Results: Eotaxin levels were significantly higher in C57BL/6 adults treated as juveniles with high dose of acetaminophen. These mice also had high levels of TNF-α and G-CSF, both of which act as stimulation factors for granulocytes. In contrast, in BTBR mice, eotaxin levels were low and along with G-CSF, they remained unaffected by acetaminophen. TNF-α expression was reduced in acetaminophen treated BTBR relative to controls. Eotaxin can inhibit neurogenesis, particularly in the hippocampus. We therefore looked for evidence of reduced hippocampal serotonergic neuronal density based on saturated serotonin transporter binding by quantitative autoradiography, but we found no difference from control treatment values. However, the elevated eotaxin levels in C57BL/6 treated as juveniles with high-dose acetaminophen and differences among strains in their levels may relate in other ways to their sociability phenotypes.
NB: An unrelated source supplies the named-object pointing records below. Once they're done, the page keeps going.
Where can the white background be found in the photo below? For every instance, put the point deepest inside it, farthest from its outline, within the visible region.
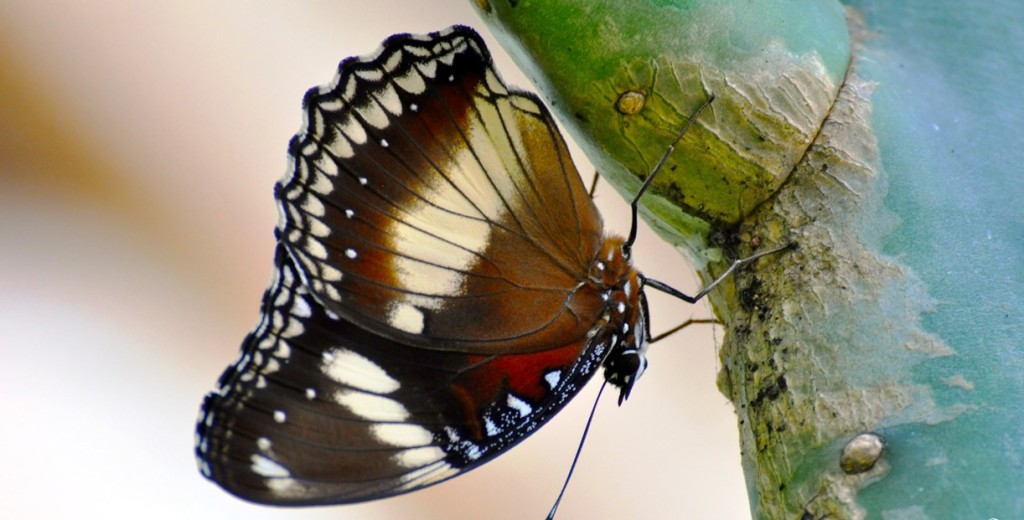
(138, 146)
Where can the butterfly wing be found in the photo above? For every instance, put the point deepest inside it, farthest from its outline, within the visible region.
(320, 410)
(429, 204)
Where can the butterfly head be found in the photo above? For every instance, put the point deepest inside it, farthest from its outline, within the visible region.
(627, 331)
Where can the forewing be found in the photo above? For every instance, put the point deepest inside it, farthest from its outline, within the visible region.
(318, 410)
(429, 204)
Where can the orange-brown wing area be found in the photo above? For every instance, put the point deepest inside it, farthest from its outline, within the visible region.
(429, 204)
(320, 410)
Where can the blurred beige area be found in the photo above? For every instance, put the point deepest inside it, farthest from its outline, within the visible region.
(138, 145)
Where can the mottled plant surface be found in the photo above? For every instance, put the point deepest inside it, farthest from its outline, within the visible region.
(888, 162)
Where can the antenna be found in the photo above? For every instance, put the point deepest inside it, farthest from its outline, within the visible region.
(586, 430)
(657, 167)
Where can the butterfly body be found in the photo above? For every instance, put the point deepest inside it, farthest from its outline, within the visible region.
(442, 287)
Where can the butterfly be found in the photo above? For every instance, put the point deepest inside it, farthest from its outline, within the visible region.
(442, 287)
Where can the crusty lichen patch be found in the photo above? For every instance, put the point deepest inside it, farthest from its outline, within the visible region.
(846, 336)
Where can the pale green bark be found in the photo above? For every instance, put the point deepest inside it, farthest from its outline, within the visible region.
(899, 312)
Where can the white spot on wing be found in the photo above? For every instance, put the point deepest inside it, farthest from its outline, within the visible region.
(402, 435)
(264, 467)
(419, 457)
(412, 82)
(372, 406)
(552, 378)
(350, 369)
(521, 406)
(491, 427)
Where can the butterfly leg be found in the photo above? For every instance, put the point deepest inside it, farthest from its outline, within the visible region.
(669, 290)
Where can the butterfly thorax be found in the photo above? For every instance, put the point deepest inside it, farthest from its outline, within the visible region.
(624, 328)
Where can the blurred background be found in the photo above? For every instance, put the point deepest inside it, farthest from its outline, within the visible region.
(139, 142)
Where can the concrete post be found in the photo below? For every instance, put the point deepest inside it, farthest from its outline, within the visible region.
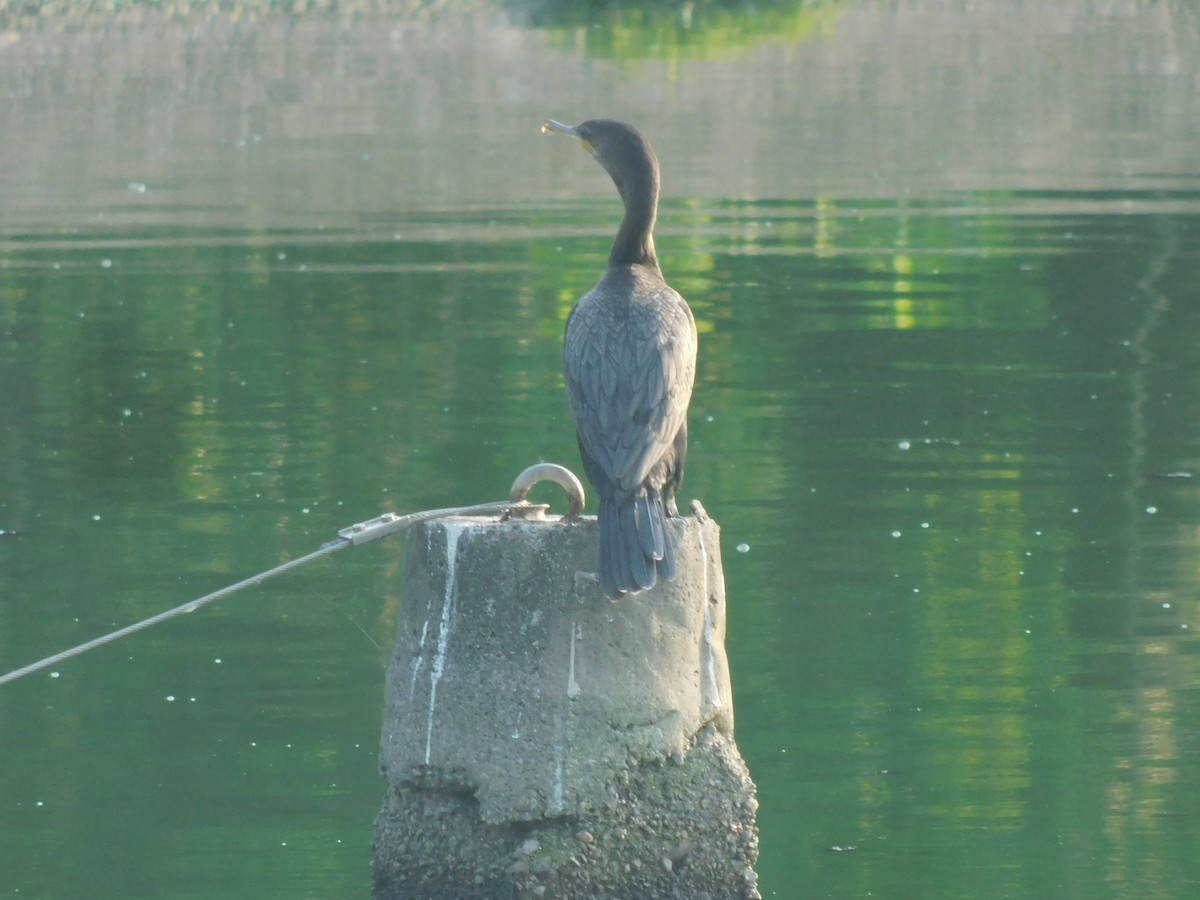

Conclusions: The strain of mouse used in immune system challenge studies strongly influences the outcome of such studies and must be carefully considered. BTBR mice have impaired sociability that was not influenced by high dose acetaminophen. However, in C57BL/6 mice, social behavior was impaired and elevated eotaxin levels may be biomarkers of acetaminophen induced oxidative stress endured during juvenile development that can be measured in adulthood.